How to use existing eDir KMO objects to secure C/S communication.

  • 3153154
  • 03-Sep-2007
  • 26-Apr-2012


Novell GroupWise 7


In a company eDir tree there are several existing KMO objects holding Novell or third party certificates and there is a need to use them also for a secure C/S communication between PO and end users.


A convenient way to secure a C/S communication is to use so called Gwcsrgenerator that is included in a GroupWise build under Admin | Utility directory to generate a private *.key file and signing request that can be sent to a third party company or use it for generating a certificate file from C1.
However, there is quite often a situation when there is a need to use the same certificate that is used a company wide for securing web services, for instance, to use it also with GroupWise agents or gateways.
In this situation, follow these steps:
  1. Start C1 and go for a desired KMO object that holds a company wide certificate you want to use. Here we use SSL CertificateIP KMO object as example.
  2. Check Properties of the KMO object and click on Certificates | Trusted Root certificate.
  3. Click on Export and do include the private key with a certificate.
  4. Specify a password and a file location.
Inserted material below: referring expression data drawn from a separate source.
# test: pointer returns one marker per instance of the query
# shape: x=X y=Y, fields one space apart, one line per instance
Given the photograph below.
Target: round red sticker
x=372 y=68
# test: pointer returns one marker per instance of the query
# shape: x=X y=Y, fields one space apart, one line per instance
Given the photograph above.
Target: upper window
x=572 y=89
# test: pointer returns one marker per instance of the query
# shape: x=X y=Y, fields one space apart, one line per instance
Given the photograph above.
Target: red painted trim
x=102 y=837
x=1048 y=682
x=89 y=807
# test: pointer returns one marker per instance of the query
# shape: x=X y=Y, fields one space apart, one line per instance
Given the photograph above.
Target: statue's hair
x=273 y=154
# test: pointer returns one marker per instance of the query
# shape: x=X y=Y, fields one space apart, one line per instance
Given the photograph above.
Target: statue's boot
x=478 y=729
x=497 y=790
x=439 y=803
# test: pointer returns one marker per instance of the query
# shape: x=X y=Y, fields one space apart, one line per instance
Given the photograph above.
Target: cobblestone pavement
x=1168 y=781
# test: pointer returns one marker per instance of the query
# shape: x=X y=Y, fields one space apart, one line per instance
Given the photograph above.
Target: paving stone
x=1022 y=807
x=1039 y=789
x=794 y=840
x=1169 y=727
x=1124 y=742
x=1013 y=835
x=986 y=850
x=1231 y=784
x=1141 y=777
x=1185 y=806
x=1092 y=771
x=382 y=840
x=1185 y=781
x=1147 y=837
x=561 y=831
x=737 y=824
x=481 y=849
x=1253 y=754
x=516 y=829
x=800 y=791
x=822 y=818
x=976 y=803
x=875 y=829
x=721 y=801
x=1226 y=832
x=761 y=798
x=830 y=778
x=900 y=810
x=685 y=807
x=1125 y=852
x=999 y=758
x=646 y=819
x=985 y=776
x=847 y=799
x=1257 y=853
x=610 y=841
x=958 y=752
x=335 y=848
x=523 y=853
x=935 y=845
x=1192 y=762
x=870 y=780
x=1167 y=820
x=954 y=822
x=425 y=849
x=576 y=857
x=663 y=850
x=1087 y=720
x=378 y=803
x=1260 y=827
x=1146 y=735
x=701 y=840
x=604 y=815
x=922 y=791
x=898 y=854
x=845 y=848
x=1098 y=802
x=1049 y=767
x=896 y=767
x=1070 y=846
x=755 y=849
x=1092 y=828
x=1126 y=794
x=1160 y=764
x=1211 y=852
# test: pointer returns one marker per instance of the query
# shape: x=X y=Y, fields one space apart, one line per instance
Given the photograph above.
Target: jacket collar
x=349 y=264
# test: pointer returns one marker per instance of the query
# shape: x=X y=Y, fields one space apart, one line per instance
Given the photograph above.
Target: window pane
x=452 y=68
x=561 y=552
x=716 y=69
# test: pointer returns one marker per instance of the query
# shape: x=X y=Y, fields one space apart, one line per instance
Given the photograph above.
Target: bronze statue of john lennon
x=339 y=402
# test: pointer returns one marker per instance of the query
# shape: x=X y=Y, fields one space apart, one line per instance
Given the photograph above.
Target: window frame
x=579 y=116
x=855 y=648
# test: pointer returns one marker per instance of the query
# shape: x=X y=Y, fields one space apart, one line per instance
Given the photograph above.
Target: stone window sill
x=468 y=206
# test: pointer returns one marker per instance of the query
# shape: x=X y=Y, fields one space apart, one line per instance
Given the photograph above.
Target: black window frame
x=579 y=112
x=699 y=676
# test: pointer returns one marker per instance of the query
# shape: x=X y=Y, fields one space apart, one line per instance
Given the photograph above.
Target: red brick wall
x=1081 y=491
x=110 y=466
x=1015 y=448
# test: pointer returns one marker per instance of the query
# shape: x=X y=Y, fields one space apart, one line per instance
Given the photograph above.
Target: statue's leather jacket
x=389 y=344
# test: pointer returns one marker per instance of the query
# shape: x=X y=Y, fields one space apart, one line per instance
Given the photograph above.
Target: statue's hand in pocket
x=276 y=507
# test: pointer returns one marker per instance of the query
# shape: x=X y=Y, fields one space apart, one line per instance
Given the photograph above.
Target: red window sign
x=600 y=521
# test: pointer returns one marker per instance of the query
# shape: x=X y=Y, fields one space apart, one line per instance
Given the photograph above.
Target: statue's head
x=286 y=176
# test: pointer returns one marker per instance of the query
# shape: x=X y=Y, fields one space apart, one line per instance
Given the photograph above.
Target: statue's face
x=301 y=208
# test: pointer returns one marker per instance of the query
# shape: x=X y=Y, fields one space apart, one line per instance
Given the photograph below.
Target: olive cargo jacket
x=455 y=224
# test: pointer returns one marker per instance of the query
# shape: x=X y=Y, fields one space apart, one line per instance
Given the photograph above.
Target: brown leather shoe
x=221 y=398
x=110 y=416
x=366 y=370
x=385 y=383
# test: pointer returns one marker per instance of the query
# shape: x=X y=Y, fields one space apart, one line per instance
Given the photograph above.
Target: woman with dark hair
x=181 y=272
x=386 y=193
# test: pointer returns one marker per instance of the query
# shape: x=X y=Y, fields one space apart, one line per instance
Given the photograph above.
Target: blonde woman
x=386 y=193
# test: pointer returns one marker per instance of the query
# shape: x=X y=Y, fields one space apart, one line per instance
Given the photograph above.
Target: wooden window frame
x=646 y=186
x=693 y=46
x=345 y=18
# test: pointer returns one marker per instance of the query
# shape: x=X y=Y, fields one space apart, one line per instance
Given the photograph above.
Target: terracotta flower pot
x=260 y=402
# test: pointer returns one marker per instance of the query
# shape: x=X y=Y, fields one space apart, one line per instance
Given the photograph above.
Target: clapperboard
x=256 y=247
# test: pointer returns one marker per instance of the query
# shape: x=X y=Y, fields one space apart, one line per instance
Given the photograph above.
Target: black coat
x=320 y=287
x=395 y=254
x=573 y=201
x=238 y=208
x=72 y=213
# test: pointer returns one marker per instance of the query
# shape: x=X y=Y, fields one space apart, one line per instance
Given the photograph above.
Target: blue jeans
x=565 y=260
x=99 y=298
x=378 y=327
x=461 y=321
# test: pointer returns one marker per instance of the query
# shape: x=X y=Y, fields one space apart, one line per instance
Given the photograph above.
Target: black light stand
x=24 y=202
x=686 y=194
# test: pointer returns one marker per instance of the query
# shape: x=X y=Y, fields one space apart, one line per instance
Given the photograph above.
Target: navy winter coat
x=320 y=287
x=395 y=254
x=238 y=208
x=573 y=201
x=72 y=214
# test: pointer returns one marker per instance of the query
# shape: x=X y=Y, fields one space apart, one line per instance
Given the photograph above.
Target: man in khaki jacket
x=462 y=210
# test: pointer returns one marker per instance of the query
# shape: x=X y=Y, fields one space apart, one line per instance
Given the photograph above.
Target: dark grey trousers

For NetWare based GroupWise systems keep in mind 8.3 name convention. GroupWise systems on Linux are not limited by a file name length.
  5. Copy exported *.pfx certificate file in a post office directory structure.
  6. Check properties of the POA object.
  7. In GroupWise | SSL Settings use browse bottoms and navigate to the *.pfx file in both sections, in the Certificate File and also in the SSL key file.
  8. If POA runs in a verbose logging mode, wait till admin message is processed saying that POA needs to be restarted. Or you can structurally rebuild the PO and start it afterwards.
This procedure is helpful in case of using third party certificates. A procedure how to get third party certificates implemented in your eDir tree is described for instance in the TID10051597How to install a certificate signed by a third party for use by the NetWare Enterprise Web Server. Then there is a custom KMO object and the procedure of this TID describes how to get, for instance a C/S communication secured.
The same PFX file, though, can be used for securing any MTA or POA objects, or gateways. Use SSL Settings tab on each corresponding agent / gateway objects.